The United Kingdom is pausing the planned secession of the Chagos Islands to Mauritius following a rebuke from the Trump administration.
Foreign Office minister Hamish Falconer announced on Wednesday that the British government is “pausing for discussions with our American counterparts” after the United States expressed deep concern for the future of Diego Garcia — a joint military base on the archipelago’s largest island.
“There was support from the U.S. administration for this treaty, which has not changed,” Falconer said. “There clearly has been a statement from the president of the United States more recently from the president, which is very significant.”

“We are now discussing those concerns with the United States directly,” the minister continued. “We have a process going through Parliament in relation to the treaty.”
President Donald Trump has flip-flopped on the secession of Diego Garcia multiple times — at first firmly opposing the deal, then accepting the assertion that Prime Minister Keir Starmer’s hands were tied, then flipping again to demand the U.K. refuse to cede the islands.
“Prime Minister Starmer should not lose control, for any reason, of Diego Garcia, by entering a tenuous, at best, 100 Year Lease,” Trump said in his latest commentary on the deal, claiming the handover would prove to be a “blight on our Great Ally.”
The claim that the government is “pausing” the deal was later disputed in a report from the BBC, which cited a government source as saying that “there is no pause, we have never set a deadline and timings will be announced in the usual way.”
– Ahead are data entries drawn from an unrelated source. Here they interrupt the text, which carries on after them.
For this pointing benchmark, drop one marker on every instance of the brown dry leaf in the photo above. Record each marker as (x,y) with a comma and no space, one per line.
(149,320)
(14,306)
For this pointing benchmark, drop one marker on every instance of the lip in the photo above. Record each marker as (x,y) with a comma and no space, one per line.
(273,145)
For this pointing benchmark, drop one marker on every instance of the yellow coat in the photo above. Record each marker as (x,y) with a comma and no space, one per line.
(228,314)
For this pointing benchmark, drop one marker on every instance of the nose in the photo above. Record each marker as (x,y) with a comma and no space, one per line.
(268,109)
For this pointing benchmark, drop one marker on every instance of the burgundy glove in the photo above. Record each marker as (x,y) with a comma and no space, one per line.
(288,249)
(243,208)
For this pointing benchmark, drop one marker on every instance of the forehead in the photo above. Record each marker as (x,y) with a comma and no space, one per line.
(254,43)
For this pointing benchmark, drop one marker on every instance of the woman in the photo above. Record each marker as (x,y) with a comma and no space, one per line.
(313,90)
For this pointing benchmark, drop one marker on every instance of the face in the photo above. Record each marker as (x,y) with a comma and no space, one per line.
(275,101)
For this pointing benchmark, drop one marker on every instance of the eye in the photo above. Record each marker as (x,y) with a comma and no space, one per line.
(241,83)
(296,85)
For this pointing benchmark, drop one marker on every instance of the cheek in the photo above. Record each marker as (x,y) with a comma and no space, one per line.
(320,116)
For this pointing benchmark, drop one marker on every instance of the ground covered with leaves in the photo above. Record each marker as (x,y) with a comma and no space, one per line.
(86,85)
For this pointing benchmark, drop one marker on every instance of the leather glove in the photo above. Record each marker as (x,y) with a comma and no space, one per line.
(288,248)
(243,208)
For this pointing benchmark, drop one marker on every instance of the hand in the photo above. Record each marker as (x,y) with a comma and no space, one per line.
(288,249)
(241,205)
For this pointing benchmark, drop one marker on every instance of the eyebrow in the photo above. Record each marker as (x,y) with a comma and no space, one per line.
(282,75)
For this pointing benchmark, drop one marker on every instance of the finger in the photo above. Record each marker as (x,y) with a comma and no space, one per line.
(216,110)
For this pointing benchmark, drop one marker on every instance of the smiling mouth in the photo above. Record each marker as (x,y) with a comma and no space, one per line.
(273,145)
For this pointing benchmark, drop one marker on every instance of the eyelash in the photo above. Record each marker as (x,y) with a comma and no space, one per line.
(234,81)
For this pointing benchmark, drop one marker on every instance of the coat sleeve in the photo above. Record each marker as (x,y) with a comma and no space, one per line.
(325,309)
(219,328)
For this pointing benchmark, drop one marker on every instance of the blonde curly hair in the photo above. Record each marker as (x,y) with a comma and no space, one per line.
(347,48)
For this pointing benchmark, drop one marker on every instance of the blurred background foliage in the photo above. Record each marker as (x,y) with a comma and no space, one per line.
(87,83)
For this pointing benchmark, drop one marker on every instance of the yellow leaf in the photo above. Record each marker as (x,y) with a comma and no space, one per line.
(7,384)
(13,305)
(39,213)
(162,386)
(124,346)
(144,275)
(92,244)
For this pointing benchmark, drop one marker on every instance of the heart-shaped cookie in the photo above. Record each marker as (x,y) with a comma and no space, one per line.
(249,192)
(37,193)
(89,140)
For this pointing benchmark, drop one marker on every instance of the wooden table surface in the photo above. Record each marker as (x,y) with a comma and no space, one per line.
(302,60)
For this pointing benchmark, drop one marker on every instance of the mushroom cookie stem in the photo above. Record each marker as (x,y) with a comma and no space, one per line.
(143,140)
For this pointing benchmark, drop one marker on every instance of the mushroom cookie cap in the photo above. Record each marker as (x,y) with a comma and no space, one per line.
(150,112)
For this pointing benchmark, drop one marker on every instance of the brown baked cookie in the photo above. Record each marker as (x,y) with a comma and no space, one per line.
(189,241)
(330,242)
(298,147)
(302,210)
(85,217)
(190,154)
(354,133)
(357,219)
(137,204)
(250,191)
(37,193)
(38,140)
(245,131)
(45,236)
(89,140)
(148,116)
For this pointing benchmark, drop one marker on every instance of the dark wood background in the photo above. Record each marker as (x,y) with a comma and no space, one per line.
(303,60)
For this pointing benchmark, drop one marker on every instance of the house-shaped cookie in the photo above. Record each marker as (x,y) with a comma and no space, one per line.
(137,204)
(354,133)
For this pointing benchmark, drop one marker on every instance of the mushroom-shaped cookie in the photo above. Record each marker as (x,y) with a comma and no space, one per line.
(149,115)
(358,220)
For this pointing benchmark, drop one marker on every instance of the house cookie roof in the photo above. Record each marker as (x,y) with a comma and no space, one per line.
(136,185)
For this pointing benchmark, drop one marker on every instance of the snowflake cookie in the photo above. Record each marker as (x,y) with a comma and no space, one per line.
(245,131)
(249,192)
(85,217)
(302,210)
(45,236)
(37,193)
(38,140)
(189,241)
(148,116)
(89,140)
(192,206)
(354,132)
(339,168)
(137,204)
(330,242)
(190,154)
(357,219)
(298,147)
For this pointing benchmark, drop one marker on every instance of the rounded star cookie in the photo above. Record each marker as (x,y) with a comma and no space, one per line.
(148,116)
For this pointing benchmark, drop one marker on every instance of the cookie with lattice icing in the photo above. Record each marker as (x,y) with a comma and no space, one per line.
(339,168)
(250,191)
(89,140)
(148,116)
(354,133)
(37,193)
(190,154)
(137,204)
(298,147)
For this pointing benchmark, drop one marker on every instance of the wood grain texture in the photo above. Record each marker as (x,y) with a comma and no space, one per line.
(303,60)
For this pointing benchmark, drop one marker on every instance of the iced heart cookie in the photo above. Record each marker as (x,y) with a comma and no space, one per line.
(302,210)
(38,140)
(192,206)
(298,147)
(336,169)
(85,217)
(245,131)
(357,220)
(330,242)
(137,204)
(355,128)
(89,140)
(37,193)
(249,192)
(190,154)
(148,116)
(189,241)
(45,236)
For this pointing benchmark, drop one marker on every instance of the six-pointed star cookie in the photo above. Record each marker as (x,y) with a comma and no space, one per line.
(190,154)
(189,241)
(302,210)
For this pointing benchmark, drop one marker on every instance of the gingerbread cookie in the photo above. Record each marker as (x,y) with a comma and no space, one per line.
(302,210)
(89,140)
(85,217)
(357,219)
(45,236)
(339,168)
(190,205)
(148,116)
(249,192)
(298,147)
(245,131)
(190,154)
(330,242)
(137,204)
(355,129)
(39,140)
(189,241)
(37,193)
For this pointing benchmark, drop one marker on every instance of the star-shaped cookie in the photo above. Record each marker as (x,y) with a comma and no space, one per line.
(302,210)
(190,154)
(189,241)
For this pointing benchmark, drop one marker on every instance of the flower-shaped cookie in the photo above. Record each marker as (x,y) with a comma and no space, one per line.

Starmer’s office said on Wednesday that the U.K. position has not changed but that they are awaiting “discussions with the US on next steps.”
PETER MANDELSON DENIES ‘BASELESS’ CLAIM OF FLEEING UK FOR BRITISH VIRGIN ISLANDS
Reform UK leader Nigel Farage inserted himself into the debate over the future of Chagos on Wednesday, asserting that the neighboring Maldives boasts a parallel claim to the islands and is liable to countersue Mauritius for the territory.
“I wish to inform the government that we are just a few days away, in my opinion, from the Maldives issuing a counterclaim to the International Court of Justice to say, if anybody has the right to the sovereignty of those islands, it is the Maldives and not Mauritius,” Farage told Parliament. “I would urge you to pause all of this.”